Potential role of adenosine deaminase in the diagnosis of adult-onset Still's disease.

Rheumatology International

PubMedID: 23096558

Xun C, Zhao Y, Hu ZJ. Potential role of adenosine deaminase in the diagnosis of adult-onset Still's disease. Rheumatol Int. 2013;33(5):1255-8.
Adult-onset Still's disease (AOSD) is a systemic inflammatory autoimmune disorder of unknown etiology and pathogenesis. There are no specific laboratory tests for AOSD. To investigate the potential role of adenosine deaminase (ADA) in the diagnosis of AOSD and analyze the correlation among ADA, LDH and WBC (white blood cell count), the serum levels of ADA and LDH in 26 patients with active untreated AOSD, 40 patients with active systemic lupus erythematosus (SLE) as disease control and 48 healthy volunteers as healthy control were determined using automatic biochemical analyzer (Olympus AU2700, Japan).
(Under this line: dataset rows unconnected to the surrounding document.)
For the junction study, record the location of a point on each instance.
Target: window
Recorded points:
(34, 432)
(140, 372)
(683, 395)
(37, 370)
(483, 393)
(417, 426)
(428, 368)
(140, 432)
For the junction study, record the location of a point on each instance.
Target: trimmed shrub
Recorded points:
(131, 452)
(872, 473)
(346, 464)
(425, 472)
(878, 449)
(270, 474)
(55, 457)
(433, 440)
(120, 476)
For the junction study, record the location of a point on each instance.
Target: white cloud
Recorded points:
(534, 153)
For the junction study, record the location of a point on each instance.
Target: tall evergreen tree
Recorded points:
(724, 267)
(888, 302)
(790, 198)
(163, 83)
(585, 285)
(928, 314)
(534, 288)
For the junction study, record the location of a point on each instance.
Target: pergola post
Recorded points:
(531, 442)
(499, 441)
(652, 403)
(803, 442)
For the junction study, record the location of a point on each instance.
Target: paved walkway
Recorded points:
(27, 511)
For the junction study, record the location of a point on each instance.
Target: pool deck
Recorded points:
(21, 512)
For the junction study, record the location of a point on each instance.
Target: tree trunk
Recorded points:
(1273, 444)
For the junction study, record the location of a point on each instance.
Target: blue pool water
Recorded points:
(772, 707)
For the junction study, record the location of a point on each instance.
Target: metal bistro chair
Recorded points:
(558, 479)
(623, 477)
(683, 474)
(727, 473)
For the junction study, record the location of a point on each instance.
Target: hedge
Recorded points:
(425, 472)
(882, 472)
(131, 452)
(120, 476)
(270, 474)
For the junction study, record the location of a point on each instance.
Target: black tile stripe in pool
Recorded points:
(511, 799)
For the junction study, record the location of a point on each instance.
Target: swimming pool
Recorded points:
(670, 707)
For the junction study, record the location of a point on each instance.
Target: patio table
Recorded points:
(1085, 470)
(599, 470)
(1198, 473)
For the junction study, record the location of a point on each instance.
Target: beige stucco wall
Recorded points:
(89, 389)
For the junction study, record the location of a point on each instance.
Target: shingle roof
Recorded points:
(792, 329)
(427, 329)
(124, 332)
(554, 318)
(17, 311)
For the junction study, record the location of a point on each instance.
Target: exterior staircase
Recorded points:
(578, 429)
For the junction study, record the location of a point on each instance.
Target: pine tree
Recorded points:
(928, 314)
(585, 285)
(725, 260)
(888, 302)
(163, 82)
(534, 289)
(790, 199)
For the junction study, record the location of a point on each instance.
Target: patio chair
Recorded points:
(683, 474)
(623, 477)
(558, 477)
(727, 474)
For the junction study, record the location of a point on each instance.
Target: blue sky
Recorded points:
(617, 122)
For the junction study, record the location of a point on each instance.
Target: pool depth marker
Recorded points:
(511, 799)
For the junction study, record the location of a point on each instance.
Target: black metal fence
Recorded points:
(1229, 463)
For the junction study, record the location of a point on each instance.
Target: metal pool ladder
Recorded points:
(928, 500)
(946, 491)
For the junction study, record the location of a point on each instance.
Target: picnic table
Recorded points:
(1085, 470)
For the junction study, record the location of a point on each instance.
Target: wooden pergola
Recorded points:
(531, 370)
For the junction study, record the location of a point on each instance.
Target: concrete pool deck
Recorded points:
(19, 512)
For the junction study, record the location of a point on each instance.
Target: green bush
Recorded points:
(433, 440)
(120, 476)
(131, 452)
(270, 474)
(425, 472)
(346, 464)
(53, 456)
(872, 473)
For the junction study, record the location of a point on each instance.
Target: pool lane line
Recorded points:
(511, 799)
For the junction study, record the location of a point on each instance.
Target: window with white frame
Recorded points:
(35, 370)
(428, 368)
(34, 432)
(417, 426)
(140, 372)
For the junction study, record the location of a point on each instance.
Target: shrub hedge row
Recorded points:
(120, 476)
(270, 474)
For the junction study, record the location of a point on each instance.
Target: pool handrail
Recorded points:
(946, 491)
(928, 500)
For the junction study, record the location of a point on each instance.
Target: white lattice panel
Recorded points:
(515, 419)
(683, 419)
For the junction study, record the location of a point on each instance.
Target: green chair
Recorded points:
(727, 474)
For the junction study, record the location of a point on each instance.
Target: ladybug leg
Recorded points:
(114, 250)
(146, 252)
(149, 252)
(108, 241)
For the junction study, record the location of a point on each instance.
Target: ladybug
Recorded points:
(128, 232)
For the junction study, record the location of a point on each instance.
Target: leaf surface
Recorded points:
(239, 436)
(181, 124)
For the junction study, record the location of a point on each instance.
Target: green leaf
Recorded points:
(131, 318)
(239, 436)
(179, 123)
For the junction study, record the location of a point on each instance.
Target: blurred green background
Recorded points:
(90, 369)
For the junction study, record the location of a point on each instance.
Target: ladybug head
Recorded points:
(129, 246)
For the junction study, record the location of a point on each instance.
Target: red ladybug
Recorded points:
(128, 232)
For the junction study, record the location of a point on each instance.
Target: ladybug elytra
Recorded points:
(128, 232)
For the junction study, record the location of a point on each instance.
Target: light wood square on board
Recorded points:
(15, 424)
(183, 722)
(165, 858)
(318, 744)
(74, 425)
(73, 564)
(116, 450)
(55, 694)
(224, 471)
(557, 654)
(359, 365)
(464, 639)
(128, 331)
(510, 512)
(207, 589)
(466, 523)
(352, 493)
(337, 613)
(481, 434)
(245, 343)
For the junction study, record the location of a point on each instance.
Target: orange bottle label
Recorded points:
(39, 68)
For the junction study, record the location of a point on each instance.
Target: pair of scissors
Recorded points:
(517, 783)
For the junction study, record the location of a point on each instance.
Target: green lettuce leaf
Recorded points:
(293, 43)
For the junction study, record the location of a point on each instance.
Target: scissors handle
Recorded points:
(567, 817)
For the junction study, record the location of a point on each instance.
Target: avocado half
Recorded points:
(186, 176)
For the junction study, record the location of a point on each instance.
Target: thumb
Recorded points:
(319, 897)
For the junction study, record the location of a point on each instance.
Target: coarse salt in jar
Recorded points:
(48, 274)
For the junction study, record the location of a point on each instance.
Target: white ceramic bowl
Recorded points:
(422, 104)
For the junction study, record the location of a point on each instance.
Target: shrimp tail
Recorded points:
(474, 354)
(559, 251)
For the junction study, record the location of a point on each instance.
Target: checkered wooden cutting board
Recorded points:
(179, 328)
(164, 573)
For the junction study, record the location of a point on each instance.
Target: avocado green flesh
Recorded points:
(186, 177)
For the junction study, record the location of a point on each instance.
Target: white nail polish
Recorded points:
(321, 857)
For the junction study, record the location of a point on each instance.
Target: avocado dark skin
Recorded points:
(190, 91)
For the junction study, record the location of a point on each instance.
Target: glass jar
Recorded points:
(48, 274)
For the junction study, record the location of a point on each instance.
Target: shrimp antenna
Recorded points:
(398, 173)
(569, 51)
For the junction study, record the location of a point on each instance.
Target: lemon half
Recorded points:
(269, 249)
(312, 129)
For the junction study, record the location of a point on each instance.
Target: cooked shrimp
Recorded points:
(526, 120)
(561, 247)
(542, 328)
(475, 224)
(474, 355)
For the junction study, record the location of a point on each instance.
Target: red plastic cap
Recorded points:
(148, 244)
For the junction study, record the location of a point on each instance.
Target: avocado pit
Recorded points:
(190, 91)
WBC was examined by automatic blood cell analyzer (Beckman Coulter Hmx, America). Significantly higher levels of serum ADA, LDH and WBC were found in active untreated AOSD patients than in active SLE patients and healthy volunteers (F = 27.823; P = 0.000; F = 28.458, P = 0.000; F = 51.929, P = 0.000). Serum ADA were related to LDH level in patients with AOSD patients (r = 0.786, P = 0.000 < 0.01). Both ADA and LDH were not related to WBC (r = 0.244, P = 0.229 > 0.01; r = 0.054, P = 0.794 > 0.01). This is the first study to show that serum ADA could play an important role in AOSD and may be an important biomarker for the diagnosis of AOSD. Serum ADA could be another diagnostic marker independent from whole blood WBC.